Autoencoder¶

No description has been provided for this imageRun in Google Colab

Objective: Train a basic autoencoder for image reconstruction.

An autoencoder is an artificial neural network employed to recreate the given input. It takes a set of unlabeled inputs, encodes them and then tries to extract the most valuable information from them. They are used for feature extraction, learning generative models of data, dimensionality reduction and compression. Autoencoders, based on Restricted Boltzmann Machine (RBM), are employed in some of the largest deep learning applications. They are the building blocks of Deep Belief Networks (DBN).
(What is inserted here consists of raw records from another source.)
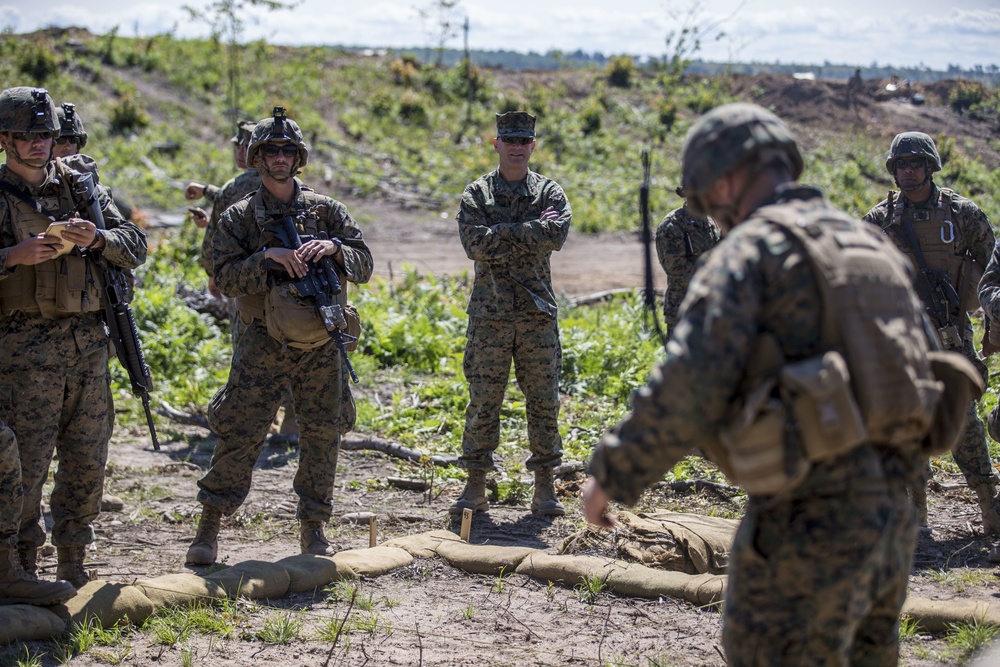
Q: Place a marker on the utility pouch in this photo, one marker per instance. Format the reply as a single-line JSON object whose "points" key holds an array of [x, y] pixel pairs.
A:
{"points": [[818, 390], [755, 445]]}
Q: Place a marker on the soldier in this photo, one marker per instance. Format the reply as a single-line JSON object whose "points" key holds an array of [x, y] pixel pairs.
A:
{"points": [[681, 239], [819, 565], [54, 381], [949, 241], [510, 222], [276, 352]]}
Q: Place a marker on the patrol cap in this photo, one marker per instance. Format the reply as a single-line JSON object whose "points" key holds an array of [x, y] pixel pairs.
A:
{"points": [[515, 124], [244, 130], [909, 145], [728, 135], [27, 109], [70, 124]]}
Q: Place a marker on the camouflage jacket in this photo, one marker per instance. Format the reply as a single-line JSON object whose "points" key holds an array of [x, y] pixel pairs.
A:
{"points": [[975, 233], [681, 239], [760, 280], [29, 340], [231, 192], [238, 244], [498, 223]]}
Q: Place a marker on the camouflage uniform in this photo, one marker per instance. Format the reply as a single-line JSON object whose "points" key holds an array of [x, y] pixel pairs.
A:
{"points": [[512, 312], [973, 235], [55, 386], [263, 369], [680, 240]]}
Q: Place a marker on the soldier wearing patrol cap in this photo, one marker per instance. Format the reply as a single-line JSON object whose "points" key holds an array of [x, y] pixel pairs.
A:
{"points": [[949, 240], [510, 222], [274, 354], [54, 382], [785, 303]]}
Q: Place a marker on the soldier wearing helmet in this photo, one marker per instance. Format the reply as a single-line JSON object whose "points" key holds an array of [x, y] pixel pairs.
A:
{"points": [[819, 565], [949, 240], [278, 351], [55, 340]]}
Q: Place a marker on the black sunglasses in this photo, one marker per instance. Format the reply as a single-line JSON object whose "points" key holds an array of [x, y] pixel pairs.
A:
{"points": [[288, 150]]}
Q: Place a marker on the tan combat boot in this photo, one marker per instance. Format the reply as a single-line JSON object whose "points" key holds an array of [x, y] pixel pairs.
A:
{"points": [[29, 559], [205, 546], [544, 502], [312, 540], [70, 566], [473, 496], [989, 505], [19, 587]]}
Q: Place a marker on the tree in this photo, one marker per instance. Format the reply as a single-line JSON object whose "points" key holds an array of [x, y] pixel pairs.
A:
{"points": [[226, 20]]}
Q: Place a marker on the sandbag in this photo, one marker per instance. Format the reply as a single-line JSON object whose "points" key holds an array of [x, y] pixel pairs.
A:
{"points": [[307, 572], [375, 561], [253, 579], [482, 558], [179, 590], [25, 622], [108, 603]]}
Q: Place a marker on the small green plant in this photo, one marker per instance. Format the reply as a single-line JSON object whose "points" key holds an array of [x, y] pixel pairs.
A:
{"points": [[280, 628], [589, 588], [970, 636]]}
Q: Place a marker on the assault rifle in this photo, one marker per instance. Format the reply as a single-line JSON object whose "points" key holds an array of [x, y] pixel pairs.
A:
{"points": [[117, 313], [320, 284]]}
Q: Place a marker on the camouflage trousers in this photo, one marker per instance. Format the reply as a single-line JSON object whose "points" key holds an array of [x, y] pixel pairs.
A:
{"points": [[69, 411], [818, 579], [10, 488], [531, 341], [242, 411]]}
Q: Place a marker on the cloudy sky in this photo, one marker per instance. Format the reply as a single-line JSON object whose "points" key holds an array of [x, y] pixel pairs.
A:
{"points": [[854, 32]]}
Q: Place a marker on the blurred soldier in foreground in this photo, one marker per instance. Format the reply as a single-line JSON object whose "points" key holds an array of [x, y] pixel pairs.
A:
{"points": [[949, 241], [510, 221], [681, 239], [285, 345], [779, 370], [54, 381]]}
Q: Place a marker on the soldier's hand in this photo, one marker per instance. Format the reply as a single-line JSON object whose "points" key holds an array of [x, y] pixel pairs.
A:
{"points": [[289, 260], [595, 504], [34, 250], [194, 190], [199, 217]]}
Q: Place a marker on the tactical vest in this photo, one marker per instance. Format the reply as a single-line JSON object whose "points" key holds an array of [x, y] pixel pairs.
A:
{"points": [[874, 382], [253, 306], [58, 288], [938, 235]]}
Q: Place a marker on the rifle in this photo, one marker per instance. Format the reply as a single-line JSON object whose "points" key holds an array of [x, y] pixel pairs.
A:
{"points": [[117, 313], [650, 305], [320, 284]]}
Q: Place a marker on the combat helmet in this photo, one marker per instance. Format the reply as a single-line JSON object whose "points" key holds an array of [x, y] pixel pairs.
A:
{"points": [[909, 145], [727, 136], [277, 127], [70, 124], [26, 109]]}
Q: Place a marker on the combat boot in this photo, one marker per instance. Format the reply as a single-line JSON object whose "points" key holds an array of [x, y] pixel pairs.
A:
{"points": [[473, 496], [312, 540], [29, 559], [70, 566], [544, 502], [205, 546], [110, 503], [989, 505], [19, 587]]}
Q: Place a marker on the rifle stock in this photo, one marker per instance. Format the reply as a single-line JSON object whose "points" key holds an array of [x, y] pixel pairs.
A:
{"points": [[117, 312]]}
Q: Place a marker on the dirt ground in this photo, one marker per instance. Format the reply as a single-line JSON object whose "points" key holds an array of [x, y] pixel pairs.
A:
{"points": [[429, 613]]}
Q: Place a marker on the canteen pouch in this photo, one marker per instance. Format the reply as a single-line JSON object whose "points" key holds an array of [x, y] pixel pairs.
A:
{"points": [[818, 391]]}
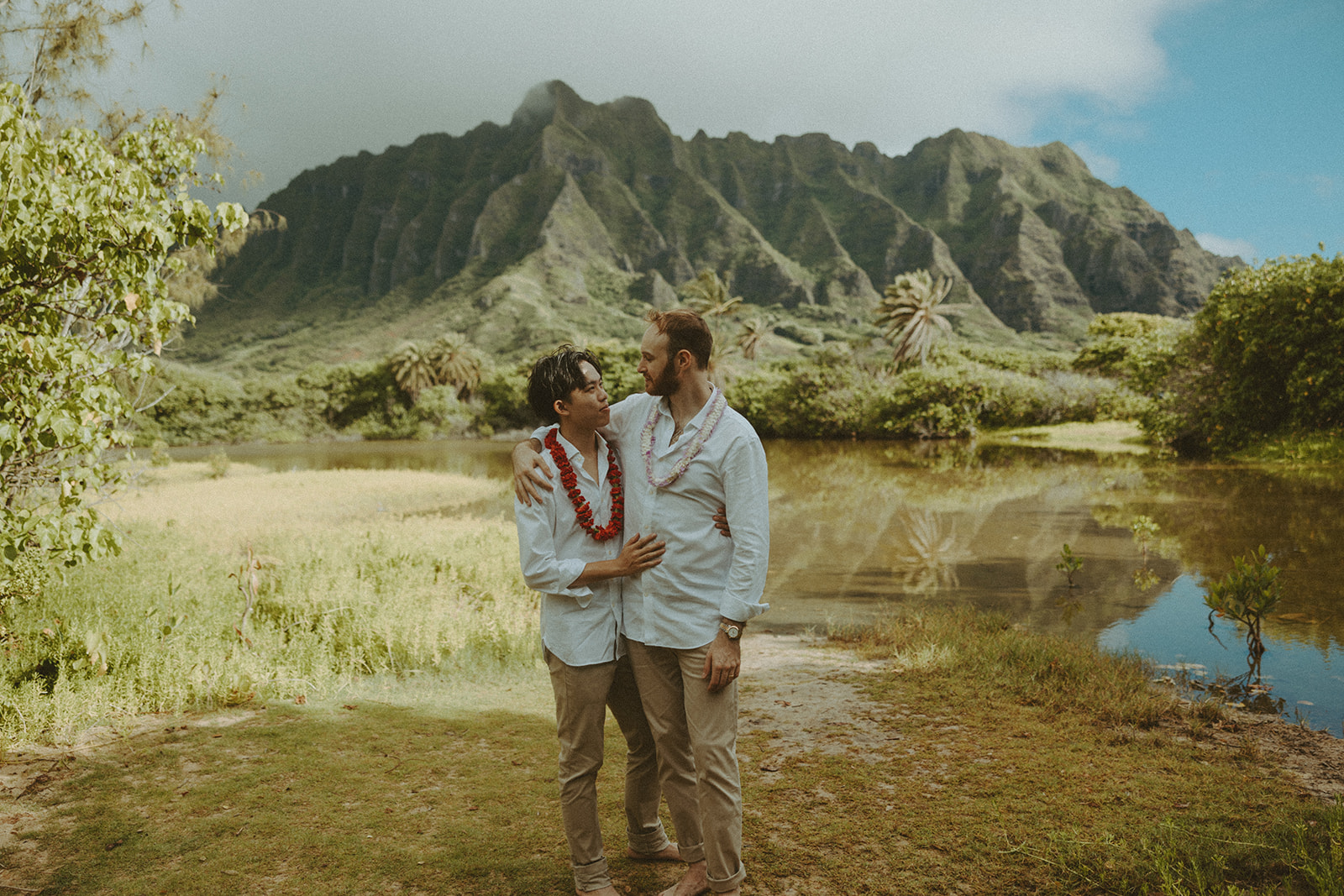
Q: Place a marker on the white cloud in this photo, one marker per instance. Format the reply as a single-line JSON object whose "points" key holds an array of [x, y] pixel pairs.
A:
{"points": [[323, 78], [1099, 163], [1227, 246]]}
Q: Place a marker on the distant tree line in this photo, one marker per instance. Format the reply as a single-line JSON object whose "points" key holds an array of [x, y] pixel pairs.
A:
{"points": [[1258, 360]]}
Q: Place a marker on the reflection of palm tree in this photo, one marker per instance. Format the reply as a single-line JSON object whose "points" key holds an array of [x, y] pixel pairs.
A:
{"points": [[913, 316], [933, 553]]}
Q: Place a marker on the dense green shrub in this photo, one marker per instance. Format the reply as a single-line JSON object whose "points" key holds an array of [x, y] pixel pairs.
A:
{"points": [[1136, 348], [501, 401], [832, 396], [1263, 359]]}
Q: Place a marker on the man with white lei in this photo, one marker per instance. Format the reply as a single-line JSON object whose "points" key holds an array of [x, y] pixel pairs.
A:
{"points": [[685, 617]]}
An autoencoder can be divided in two parts, the encoder and the decoder. The encoder compress the representation of an input by running the data through its layers. The decoder works like the encoder network in reverse. It works to recreate the input as closely as possible. The training procedure produces at the center of the network a compressed, low dimensional representation that can be decoded to obtain the higher dimensional representation with minimal loss of information between the input and the output.

Import libraries¶

In [1]:
import tensorflow as tf
from keras import datasets, layers, losses, optimizers, Model
import time
import numpy as np
import matplotlib.pyplot as plt
import seaborn as sns
sns.set_style("whitegrid")
2025-03-07 02:18:06.120049: E external/local_xla/xla/stream_executor/cuda/cuda_fft.cc:477] Unable to register cuFFT factory: Attempting to register factory for plugin cuFFT when one has already been registered
WARNING: All log messages before absl::InitializeLog() is called are written to STDERR
E0000 00:00:1741335486.135131  440631 cuda_dnn.cc:8310] Unable to register cuDNN factory: Attempting to register factory for plugin cuDNN when one has already been registered
E0000 00:00:1741335486.139537  440631 cuda_blas.cc:1418] Unable to register cuBLAS factory: Attempting to register factory for plugin cuBLAS when one has already been registered
2025-03-07 02:18:06.152830: I tensorflow/core/platform/cpu_feature_guard.cc:210] This TensorFlow binary is optimized to use available CPU instructions in performance-critical operations.
To enable the following instructions: SSE4.1 SSE4.2 AVX AVX2 FMA, in other operations, rebuild TensorFlow with the appropriate compiler flags.

Load the dataset¶

In [2]:
(X_train, _), (X_test, _) = datasets.mnist.load_data()
X_train, X_test = X_train.astype('float32') / 255, X_test.astype('float32') / 255

print("X_train shape:", X_train.shape)
print("X_test shape:", X_test.shape)
X_train shape: (60000, 28, 28)
X_test shape: (10000, 28, 28)

Visualize the dataset¶

In [3]:
indexes = np.random.choice(range(0, X_train.shape[0]), size=16, replace=False)
samples = X_train[indexes]

fig, axs = plt.subplots(4, 4, figsize=(8, 8))
fig.suptitle('Random samples')

for ax, sample in zip(axs.flatten(), samples):
    ax.imshow(sample, cmap="gray")
    ax.axis("off")

plt.tight_layout()
plt.show()
No description has been provided for this image

Build an Autoencoder¶

In [ ]:
class AutoEncoder(Model):
    def __init__(self):
        super(AutoEncoder, self).__init__()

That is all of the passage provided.